Rhythm: harnessing data parallel hardware for server workloads

  • Authors:
  • Sandeep R. Agrawal;Valentin Pistol;Jun Pang;John Tran;David Tarjan;Alvin R. Lebeck

  • Affiliations:
  • Duke University, Durham, USA;Duke University, Durham, USA;Duke University, Durham, USA;NVIDIA Corporation, Santa Clara, USA;NVIDIA Corporation, Santa Clara, USA;Duke University, Durham, USA

  • Venue:
  • Proceedings of the 19th international conference on Architectural support for programming languages and operating systems
  • Year:
  • 2014

Quantified Score

Hi-index 0.00

Visualization

Abstract

Trends in increasing web traffic demand an increase in server throughput while preserving energy efficiency and total cost of ownership. Present work in optimizing data center efficiency primarily focuses on the data center as a whole, using off-the-shelf hardware for individual servers. Server capacity is typically increased by adding more machines, which is cheap, though inefficient in the long run in terms of energy and area. Our work builds on the observation that server workload execution patterns are not completely unique across multiple requests.

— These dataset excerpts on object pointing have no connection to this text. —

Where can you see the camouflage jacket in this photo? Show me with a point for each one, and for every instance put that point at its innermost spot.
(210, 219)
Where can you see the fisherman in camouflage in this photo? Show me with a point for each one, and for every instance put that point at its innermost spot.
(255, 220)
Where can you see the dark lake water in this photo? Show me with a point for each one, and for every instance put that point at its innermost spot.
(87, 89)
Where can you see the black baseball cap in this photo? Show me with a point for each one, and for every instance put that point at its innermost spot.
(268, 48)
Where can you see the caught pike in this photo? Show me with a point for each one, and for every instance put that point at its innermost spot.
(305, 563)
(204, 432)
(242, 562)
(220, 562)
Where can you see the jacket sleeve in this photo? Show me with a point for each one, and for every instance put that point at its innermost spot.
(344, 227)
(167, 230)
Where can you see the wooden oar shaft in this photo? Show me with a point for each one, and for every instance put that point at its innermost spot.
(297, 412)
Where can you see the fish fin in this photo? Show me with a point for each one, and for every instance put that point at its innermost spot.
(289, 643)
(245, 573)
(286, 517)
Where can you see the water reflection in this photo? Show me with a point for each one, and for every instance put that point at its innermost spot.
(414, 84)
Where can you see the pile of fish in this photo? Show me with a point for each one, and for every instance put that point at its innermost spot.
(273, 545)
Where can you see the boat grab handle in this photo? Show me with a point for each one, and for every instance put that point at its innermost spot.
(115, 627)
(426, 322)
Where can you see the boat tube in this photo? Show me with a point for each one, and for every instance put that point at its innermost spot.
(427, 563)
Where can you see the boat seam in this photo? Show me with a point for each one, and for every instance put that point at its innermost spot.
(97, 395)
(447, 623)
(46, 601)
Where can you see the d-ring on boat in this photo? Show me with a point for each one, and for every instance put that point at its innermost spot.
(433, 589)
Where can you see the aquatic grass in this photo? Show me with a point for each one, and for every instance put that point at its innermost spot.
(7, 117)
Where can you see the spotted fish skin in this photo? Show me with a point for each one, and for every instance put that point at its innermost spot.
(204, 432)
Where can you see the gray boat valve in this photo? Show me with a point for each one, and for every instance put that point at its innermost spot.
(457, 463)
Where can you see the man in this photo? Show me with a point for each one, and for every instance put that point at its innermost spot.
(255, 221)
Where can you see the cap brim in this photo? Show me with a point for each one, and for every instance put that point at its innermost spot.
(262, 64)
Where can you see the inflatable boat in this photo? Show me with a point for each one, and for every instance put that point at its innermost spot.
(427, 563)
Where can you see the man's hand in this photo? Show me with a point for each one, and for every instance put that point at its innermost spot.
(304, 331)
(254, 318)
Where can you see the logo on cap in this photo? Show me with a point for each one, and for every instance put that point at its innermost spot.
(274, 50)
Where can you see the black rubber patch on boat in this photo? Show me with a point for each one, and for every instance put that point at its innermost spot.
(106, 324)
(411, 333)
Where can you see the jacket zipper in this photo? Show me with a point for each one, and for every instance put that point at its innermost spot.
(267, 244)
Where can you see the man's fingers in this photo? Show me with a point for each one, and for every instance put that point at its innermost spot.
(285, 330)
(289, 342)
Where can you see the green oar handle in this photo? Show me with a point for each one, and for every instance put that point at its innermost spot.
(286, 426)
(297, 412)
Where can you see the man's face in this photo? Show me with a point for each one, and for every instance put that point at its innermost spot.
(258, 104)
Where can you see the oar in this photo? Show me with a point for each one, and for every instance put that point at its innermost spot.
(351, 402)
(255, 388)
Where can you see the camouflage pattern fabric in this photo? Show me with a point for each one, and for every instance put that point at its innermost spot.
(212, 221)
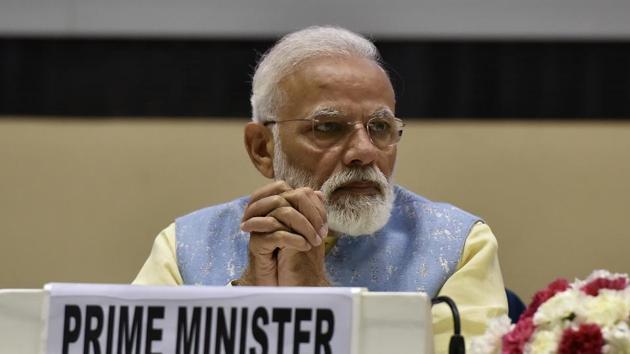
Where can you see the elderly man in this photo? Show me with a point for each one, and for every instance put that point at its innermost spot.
(324, 129)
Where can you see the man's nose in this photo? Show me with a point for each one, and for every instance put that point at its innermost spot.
(359, 149)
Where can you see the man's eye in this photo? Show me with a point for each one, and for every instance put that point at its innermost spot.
(327, 127)
(379, 126)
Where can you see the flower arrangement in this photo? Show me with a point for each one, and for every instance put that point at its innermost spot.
(584, 317)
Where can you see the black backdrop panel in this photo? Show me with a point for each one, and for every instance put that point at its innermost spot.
(205, 78)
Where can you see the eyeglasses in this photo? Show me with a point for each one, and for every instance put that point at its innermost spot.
(329, 131)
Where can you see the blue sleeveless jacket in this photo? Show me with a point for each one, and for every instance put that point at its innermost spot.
(417, 250)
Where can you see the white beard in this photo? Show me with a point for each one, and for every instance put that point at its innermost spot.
(349, 214)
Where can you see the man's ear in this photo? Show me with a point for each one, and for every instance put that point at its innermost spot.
(259, 145)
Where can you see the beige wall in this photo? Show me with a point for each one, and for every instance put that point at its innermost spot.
(81, 200)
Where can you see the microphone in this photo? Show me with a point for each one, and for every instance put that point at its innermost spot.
(457, 344)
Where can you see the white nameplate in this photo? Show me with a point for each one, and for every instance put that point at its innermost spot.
(112, 319)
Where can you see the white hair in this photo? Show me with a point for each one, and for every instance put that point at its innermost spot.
(292, 50)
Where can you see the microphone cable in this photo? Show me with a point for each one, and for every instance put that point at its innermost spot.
(457, 344)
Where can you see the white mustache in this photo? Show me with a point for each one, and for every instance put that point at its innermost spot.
(354, 174)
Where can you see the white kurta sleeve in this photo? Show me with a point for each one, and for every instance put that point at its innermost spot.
(161, 266)
(476, 287)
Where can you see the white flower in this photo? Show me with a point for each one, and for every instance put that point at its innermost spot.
(490, 342)
(617, 339)
(559, 307)
(606, 309)
(544, 342)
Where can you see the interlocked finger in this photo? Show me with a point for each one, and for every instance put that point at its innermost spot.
(264, 206)
(306, 201)
(265, 224)
(267, 243)
(297, 223)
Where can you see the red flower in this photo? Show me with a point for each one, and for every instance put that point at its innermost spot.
(515, 340)
(588, 339)
(596, 285)
(558, 286)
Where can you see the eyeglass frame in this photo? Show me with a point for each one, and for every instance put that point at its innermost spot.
(399, 122)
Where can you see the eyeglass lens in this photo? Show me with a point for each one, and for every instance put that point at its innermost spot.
(383, 132)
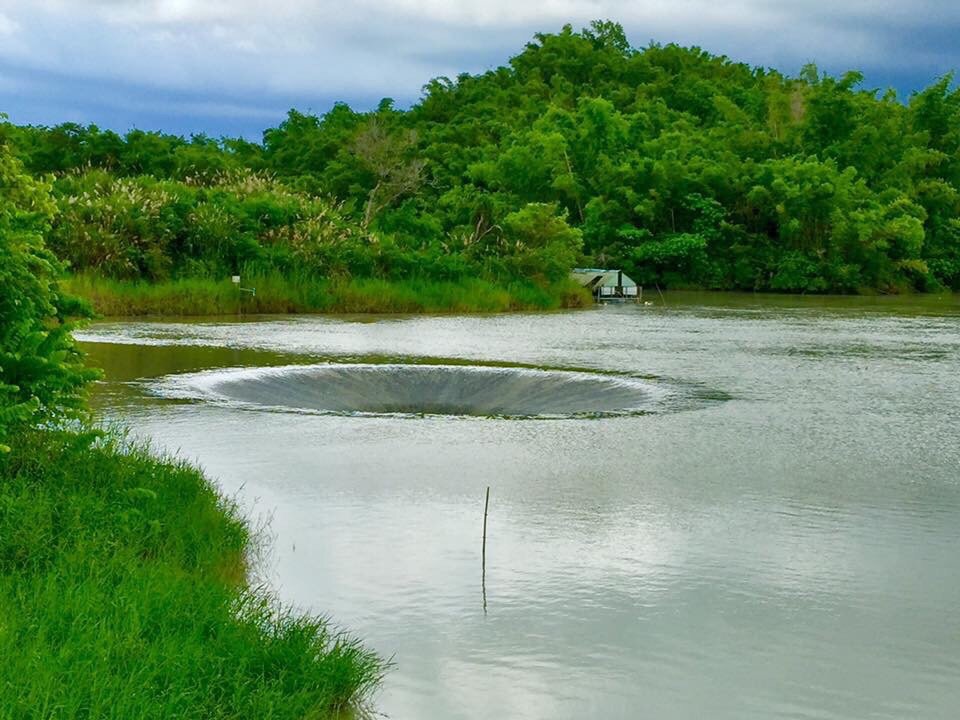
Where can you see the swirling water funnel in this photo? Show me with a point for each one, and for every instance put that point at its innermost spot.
(414, 389)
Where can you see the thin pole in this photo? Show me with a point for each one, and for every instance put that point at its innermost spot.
(483, 567)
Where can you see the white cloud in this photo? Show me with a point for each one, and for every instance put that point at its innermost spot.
(7, 26)
(309, 51)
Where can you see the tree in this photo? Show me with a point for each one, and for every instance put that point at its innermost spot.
(389, 158)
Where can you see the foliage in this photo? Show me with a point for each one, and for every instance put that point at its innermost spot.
(123, 595)
(41, 372)
(681, 167)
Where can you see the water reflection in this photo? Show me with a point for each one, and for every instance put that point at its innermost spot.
(787, 553)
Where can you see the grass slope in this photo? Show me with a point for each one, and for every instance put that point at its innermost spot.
(123, 594)
(278, 294)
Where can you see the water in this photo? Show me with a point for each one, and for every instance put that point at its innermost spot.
(775, 537)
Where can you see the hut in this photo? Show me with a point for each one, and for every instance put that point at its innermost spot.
(607, 285)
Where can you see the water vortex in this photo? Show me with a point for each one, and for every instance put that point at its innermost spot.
(413, 389)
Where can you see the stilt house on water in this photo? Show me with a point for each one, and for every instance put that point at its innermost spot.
(607, 285)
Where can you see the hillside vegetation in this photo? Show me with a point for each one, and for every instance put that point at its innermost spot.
(123, 577)
(683, 168)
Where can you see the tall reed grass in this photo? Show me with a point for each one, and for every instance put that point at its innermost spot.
(279, 294)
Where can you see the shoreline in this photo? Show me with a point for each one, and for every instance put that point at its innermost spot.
(277, 295)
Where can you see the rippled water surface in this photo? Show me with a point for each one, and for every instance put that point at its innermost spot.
(770, 530)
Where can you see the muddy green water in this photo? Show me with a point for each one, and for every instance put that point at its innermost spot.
(772, 531)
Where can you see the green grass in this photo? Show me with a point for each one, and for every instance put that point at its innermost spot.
(278, 294)
(123, 594)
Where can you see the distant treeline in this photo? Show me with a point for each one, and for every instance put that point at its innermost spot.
(683, 168)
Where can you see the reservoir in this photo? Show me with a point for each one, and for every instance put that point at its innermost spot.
(723, 506)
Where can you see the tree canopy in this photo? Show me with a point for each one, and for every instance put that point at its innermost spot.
(681, 167)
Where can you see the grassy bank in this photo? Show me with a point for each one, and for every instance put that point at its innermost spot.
(123, 594)
(278, 294)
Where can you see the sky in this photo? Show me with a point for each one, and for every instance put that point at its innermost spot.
(234, 67)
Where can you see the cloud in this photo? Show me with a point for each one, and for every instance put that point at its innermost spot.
(249, 56)
(7, 26)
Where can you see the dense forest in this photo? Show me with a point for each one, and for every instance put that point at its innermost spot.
(683, 168)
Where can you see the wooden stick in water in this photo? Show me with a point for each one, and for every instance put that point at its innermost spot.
(483, 571)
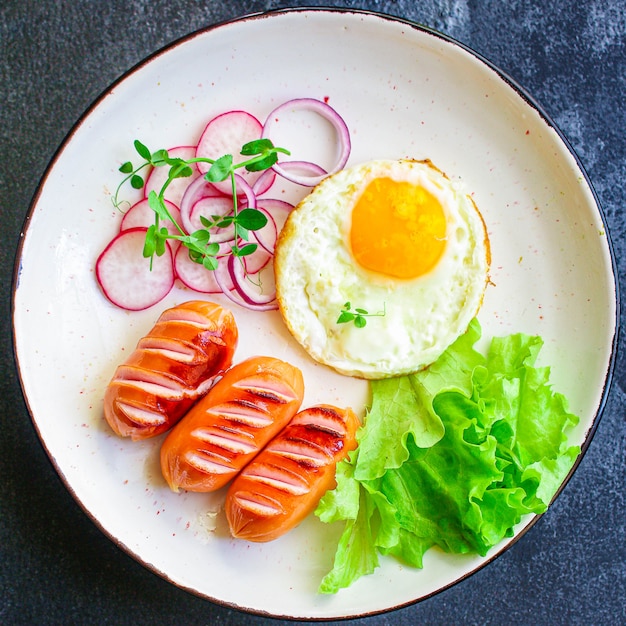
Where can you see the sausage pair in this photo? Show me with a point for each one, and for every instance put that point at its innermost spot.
(243, 428)
(247, 428)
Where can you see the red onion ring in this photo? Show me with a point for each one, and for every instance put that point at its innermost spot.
(328, 113)
(246, 290)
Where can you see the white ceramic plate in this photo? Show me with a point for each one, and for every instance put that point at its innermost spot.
(403, 91)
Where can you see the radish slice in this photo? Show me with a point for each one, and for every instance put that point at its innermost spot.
(256, 261)
(207, 207)
(177, 187)
(264, 182)
(198, 189)
(197, 277)
(226, 134)
(328, 113)
(125, 275)
(141, 215)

We present a framework---called Rhythm---for high throughput servers that can exploit similarity across requests to improve server performance and power/energy efficiency by launching data parallel executions for request cohorts. An implementation of the SPECWeb Banking workload using Rhythm on NVIDIA GPUs provides a basis for evaluating both software and hardware for future cohort-based servers. Our evaluation of Rhythm on future server platforms shows that it achieves 4x the throughput (reqs/sec) of a core i7 at efficiencies (reqs/Joule) comparable to a dual core ARM Cortex A9. A Rhythm implementation that generates transposed responses achieves 8x the i7 throughput while processing 2.5x more requests/Joule compared to the A9.